I got the inspiration to write this post at Euston underground station on my way home from work at a snail’s pace trying to get on to the escalator. It highlighted the difference a week makes. As people complained about the traffic on the way home in Lagos, people in London complained about the packed underground trains- it’s all relative. Pic below.
The last week of my trip was pretty uneventful; I hung out with Titi most of time and just relaxed. I took my mother and Oba to watch SARO in Lekki on Sunday and I saw my boy Olu who was visiting Nigeria from the Uk with his son. As my journey drew to a close, I realised that it wasn’t long enough. I didn’t execute all the things I had planned for the trip but I had accomplished more than I expected.
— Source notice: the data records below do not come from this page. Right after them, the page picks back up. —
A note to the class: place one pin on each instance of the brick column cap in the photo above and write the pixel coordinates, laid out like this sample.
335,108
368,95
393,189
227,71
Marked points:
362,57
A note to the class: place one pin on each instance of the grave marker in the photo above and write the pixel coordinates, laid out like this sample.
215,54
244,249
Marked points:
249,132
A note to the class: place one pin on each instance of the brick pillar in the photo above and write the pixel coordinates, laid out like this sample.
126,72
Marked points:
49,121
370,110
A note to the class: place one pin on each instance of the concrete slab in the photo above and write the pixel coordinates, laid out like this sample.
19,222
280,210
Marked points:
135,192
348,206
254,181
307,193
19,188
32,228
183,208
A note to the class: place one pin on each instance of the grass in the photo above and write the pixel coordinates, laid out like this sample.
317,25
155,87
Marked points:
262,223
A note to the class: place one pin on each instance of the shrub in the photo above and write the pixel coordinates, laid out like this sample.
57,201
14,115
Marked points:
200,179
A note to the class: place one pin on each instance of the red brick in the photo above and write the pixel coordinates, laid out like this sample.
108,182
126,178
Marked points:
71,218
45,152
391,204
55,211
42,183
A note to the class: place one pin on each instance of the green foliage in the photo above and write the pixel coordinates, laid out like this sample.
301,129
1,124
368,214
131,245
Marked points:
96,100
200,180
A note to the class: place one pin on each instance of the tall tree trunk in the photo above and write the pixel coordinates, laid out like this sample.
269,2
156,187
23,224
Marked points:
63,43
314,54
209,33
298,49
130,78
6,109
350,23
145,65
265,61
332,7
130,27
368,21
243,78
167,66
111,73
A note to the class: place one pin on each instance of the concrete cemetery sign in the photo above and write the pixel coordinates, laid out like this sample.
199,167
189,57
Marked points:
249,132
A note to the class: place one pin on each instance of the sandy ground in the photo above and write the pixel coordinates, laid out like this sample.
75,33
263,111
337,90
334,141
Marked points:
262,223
The trip had given me the belief and renewed focus to work towards making my dreams a reality. I had made new friends, renewed friendships, reconnected with family and accomplished my ultimate goal of feeling at home in Nigeria.
I experienced different enviroments within days or even miles from each other. For example, one day I was having lunch with the Governor of Ogun state and Royalty, the very next morning I was eating at a Buka (local eatery). Eating at Bukas was probably one of my greatest experiences, because it provides people with a relaxed environment to eat good food, relax and mix with people from all walks of life. There is a classless society within a Buka, multi-millionaire or pauper, everyone is welcome to sit and eat at the same table- everyone is equal. The world would be a much better place it was like a buka. The gap between the rich and the poor was one of the most significant things which impacted me. This was epitomised on the day I took public transport from Victoria Island to my hotel in Ikeja. On the island, I saw the rich side of society; big expensive cars, grand houses and yachts as far the eye could see. Within 20 minutes while I was on the bus at Obelende, an old woman came to the entrance of the bus begging for money. She looked frail and un-kept, I gave her =N=100 and the prayers she said for me was priceless.
Despite all the obvious issues with the country, the most meaningful moment of my trip was of the young street hawker who worked so hard for =N=100 (Never Expect Power Always). It epitomised the hope of a better tomorrow which every Nigerian believes.
I have met a lot of special people of the journey, it has been a life changing experience and I am thankful for grabbing the opportunity when it came round.
This will be my last post for a while; I need to concentrate on my 2nd Novel and a number of other projects I am working on. Thank you all for your support and comments, it inspired me to continue to write every day and it has made me a better writer.